John Manly, a lawyer for many of Nassar’s victims, said the report might be “the most damning thing [he had] ever read about a law enforcement agency. An entire office of the FBI concealed Nassar’s sexual abuse of athletes,” reported the Los Angeles Times. “Manly said his clients want the Justice Department to appoint a special prosecutor ‘because there has been a cover-up.’”
But there’s more than one kind of cover-up. Almost without exception, the media’s headlines about the shocking report seek the minimize what happened. This scathing report revealing lies and a cover-up of ignoring crimes against children is described in headlines as “errors” or a “botched” investigation. Many headlines and stories describe a “mishandled” investigation.
Tripping over a log is an error. Misspelling your wife’s name is a “botch.” And you can only “mishandle” an investigation when you’ve actually started one. This diminishing of one of the most serious crimes in society reveals how our establishment bureaucracy still does not take the sexual abuse of women and girls seriously.
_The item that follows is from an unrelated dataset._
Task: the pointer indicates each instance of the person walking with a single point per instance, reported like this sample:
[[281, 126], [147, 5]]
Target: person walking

We are supposed to take solace in that “this will never happen again,” according to the FBI. They’re making changes, they say. Oh, so they have somehow figured out how to infuse their people with ethics and a conscience?
In the meantime, in 2018, the DOJ decided not to prosecute Mr. Abbott or another agent involved in the debacle. Mr. Abbott retired that same year.
As Rachael Denhollander, a lawyer and the first gymnast to publicly accuse Nassar years ago, asks in an opinion piece about this atrocity: “Beyond my own pain are other haunting questions: If law enforcement could do this to Olympians, and hide the gross negligence and corruption for years amid an international news story with hundreds of victims, what is happening to lower-profile survivors? What about the girls and women who don’t have our network of support systems or resources?”
Americans once again must question the culture in our government and its trickle-down effect on society. One thing we know: New rules and regulations aren’t going to solve this problem.
• Tammy Bruce, the author, host at Fox Nation, and contributor at Fox News, is a radio talk-show host.